Articles

Finance Talent: 7 Challenges FP&A Practitioners Must Conquer

  • By Nilly Essaides
  • Published: 11/16/2015

Talent ImageLAS VEGAS -- Last week at the SAP Conference for Financial Planning, Consolidation and Control, I co-led a workshop on best practices in financial planning and analysis (FP&A). Not surprisingly, the topic that drew the longest and most vibrant conversation was talent management.

Pinpointing the gap

There’s no question that the FP&A profession is facing a talent crisis, as evidenced by AFP’s latest FP&A Guide, Addressing the FP&A Talent Gap. Recent surveys have revealed that CFOs are not happy with the quality of their FP&A teams:

  • Nearly two thirds of finance executives report that FP&A positions are the hardest to fill. (APQC)
  • Under a quarter of CFOs think their team is up to the task of integrating enterprise-wide information. (IBM)
  • One third of CFOs will look outside their organization for their next finance leader. (Deloitte)
  • Three quarters of finance executives say FP&A is not well aligned with business strategy. (APQC)

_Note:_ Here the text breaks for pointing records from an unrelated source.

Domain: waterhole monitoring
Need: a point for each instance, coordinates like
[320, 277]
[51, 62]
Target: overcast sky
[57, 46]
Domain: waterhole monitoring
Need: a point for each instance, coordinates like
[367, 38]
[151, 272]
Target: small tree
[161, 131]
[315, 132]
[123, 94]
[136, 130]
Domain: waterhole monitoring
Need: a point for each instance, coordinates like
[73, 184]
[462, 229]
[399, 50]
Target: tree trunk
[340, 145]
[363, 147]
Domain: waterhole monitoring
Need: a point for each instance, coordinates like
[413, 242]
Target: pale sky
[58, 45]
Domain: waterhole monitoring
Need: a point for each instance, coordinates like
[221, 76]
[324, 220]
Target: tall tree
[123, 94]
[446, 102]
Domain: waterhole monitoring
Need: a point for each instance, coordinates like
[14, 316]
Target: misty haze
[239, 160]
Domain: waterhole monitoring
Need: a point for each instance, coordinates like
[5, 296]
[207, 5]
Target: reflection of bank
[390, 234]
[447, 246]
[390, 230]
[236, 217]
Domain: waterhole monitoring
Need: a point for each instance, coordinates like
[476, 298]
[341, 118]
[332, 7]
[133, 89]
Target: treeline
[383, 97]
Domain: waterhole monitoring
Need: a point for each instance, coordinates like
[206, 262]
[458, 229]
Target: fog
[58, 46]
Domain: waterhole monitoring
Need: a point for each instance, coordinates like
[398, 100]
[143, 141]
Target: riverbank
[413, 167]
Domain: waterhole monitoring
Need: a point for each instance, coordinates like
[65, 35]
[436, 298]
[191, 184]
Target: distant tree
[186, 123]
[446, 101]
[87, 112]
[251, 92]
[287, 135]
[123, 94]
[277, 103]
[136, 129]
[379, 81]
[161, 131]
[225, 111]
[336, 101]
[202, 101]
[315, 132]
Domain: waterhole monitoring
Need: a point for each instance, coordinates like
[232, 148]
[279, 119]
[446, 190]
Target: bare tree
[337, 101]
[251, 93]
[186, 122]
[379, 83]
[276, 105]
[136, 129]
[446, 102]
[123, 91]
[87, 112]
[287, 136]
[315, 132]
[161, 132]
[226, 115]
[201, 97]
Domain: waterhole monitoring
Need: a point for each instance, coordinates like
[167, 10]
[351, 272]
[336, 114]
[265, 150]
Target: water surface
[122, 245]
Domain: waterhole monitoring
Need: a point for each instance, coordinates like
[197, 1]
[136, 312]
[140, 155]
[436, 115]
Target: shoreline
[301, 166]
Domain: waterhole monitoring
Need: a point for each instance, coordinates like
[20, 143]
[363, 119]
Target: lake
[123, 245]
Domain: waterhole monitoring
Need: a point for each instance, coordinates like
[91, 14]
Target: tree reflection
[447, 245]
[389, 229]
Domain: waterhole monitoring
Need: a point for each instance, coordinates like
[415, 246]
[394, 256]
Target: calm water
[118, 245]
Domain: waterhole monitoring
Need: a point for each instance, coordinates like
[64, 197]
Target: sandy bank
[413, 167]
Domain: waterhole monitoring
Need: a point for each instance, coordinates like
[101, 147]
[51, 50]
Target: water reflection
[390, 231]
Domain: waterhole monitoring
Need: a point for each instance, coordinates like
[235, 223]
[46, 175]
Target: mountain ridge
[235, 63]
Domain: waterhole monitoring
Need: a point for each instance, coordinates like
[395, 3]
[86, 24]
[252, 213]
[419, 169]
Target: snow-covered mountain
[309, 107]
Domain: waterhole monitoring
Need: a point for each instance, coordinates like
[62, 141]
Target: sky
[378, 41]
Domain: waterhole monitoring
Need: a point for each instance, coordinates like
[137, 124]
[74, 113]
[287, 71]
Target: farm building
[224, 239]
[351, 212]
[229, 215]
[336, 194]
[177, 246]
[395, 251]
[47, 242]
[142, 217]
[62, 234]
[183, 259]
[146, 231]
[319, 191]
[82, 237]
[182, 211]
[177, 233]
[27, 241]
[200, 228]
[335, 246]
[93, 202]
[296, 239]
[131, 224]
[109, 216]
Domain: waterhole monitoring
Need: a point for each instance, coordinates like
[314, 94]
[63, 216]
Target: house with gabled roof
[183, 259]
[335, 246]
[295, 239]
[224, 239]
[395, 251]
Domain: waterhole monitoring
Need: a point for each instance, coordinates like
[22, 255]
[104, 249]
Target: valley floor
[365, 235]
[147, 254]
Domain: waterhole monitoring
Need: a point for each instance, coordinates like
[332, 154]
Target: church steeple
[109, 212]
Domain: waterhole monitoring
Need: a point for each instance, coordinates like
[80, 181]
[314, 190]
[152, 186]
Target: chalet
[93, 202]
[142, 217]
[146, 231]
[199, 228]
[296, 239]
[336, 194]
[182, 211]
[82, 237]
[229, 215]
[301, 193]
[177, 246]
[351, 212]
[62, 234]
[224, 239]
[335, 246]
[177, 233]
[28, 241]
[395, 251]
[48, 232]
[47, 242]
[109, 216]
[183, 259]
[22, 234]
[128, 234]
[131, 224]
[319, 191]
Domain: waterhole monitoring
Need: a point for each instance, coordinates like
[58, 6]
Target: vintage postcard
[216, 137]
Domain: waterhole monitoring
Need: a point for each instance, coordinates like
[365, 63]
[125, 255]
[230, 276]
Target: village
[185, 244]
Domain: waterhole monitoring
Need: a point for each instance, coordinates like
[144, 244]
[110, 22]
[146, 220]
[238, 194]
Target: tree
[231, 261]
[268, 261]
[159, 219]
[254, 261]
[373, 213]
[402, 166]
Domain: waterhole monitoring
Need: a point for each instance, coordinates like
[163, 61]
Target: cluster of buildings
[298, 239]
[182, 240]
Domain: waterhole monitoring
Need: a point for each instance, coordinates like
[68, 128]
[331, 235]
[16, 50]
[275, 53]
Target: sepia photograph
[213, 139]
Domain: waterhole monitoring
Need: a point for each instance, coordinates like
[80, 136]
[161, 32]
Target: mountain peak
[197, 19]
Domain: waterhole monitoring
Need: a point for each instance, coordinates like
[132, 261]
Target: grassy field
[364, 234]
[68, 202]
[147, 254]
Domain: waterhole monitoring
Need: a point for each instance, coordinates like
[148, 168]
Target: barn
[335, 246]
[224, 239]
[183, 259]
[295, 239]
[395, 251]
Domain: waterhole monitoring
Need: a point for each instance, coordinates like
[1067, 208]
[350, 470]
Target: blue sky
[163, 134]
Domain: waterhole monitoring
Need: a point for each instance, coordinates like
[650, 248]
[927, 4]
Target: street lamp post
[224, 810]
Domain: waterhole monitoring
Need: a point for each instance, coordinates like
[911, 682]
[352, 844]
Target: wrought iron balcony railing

The biggest gap, according to the workshop participants, is in the areas of data analytics (evolved technology and big data analysis skills) and soft/interpersonal/business partnership skills.

Another problem is that in many organizations, staff does work without understanding the context of why they’re assembling data or performing analysis. According to Karuna Mukherjea, senior director, product marketing at SAP, that knowledge must cascade down the organization in order for everyone to understand the purpose of their day-to-day jobs, which helps create excitement and motivation. A survey done by one large semiconductor company in the workshop confirmed the highest turnover was in the first-year employees.

Some of the challenges corporate practitioners noted included:

  1. Recognizing top performers. This is, particularly difficult in small companies with little room for promotions.
  2. Finding candidates with a holistic talent set. FP&A functions need candidates with both analytics and soft, people skills.
  3. Flipping the time spent preparing numbers and the time spent doing analysis and providing decision support. “Right now we spend 90 percent of our time creating the numbers and five minutes analyzing them,” bemoaned one practitioner. “I want to flip that to 80/20.”
  4. Getting people out of the weeds, expanding beyond Excel to see the big picture and spend more time storytelling.
  5. Stopping people from drowning themselves in data by asking IT for more and more points of information. One IT practitioner suggested moving the responsibility for pulling the data to the users.
  6. Competing for best talent. One company has reduced its hiring cycle to six days, and reduced the number of interviews by getting everyone together for the final interview up to director level.
  7. Improving the selection process. One practitioner said his organization uses the last interview to ask candidates to prepare a 30-minute presentation based on data they supply. That not only helps the company assess the candidate’s analytics and presentation  skills but also, while asking questions, how they think on their feet.

Lastly, the challenge of finding good candidates is also defined by the emergence of new technologies. There may or not be familiar to candidates, but the best ones will be willing to learn. In the past, business schools focused on the number-crunching courses. Increasingly, they’re adding technology classes. SAP’s Mukherjea predicted that future graduates will have more education in the area of technology to accompany their finance education.